I am trying to learn Kernel density estimation, I need help to understand how the bandwidth $h$ affects the Kernel density estimator. Consider a Gaussian Kernel $k(x)~=~\frac{1}{\sqrt{2 \pi}} e^{-x^2}$. The Kernel density estimator is given by ${\hat{f}}_h (x) ~=~ \frac{1}{h} \sum_{i=1}^{n} K_h(x-X_i)$.
Clearly, $k(x)$ is independent of $h$, where does $h$ come in? What would be ${\hat{f}}_h (x)$? How does $h$ affect the Kernel?
Thank you!


Density estimators are of the form:
$$ \hat{f}(x_0) = \frac{1}{nh} \sum_{i=1}^n K \left ( \frac{x_i - x_0}{h} \right ) $$
For any choice of kernel, the bandwidth $h$ is a smoothing parameter, and controls how smooth the fit is by controlling the size of the neighbourhood around the reference, $x_0$.

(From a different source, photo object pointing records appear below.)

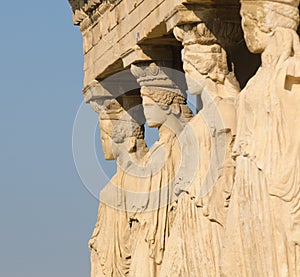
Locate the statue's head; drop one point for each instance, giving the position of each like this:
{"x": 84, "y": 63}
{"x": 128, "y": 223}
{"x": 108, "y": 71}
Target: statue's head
{"x": 260, "y": 19}
{"x": 118, "y": 130}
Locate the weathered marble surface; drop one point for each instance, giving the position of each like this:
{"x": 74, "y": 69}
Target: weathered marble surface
{"x": 219, "y": 193}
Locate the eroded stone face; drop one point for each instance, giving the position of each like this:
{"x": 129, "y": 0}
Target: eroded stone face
{"x": 218, "y": 193}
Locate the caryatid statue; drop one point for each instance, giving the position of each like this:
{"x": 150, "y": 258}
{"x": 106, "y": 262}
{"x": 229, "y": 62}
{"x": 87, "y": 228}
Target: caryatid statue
{"x": 111, "y": 242}
{"x": 195, "y": 242}
{"x": 263, "y": 223}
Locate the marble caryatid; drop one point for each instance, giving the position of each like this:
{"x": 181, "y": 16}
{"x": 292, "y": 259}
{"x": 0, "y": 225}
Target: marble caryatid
{"x": 203, "y": 191}
{"x": 263, "y": 222}
{"x": 164, "y": 108}
{"x": 111, "y": 243}
{"x": 218, "y": 194}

If $h$ is large, we consider a large neighbourhood, and vice versa.
In the Gaussian kernel case, varying $h$ has the same effect as varying the variance of a Gaussian. Small $h$ leads to a thinner, more peaked Gaussian, whereas larger $h$ leads to a fatter Gaussian, in the extreme case, closer and closer to a flat line.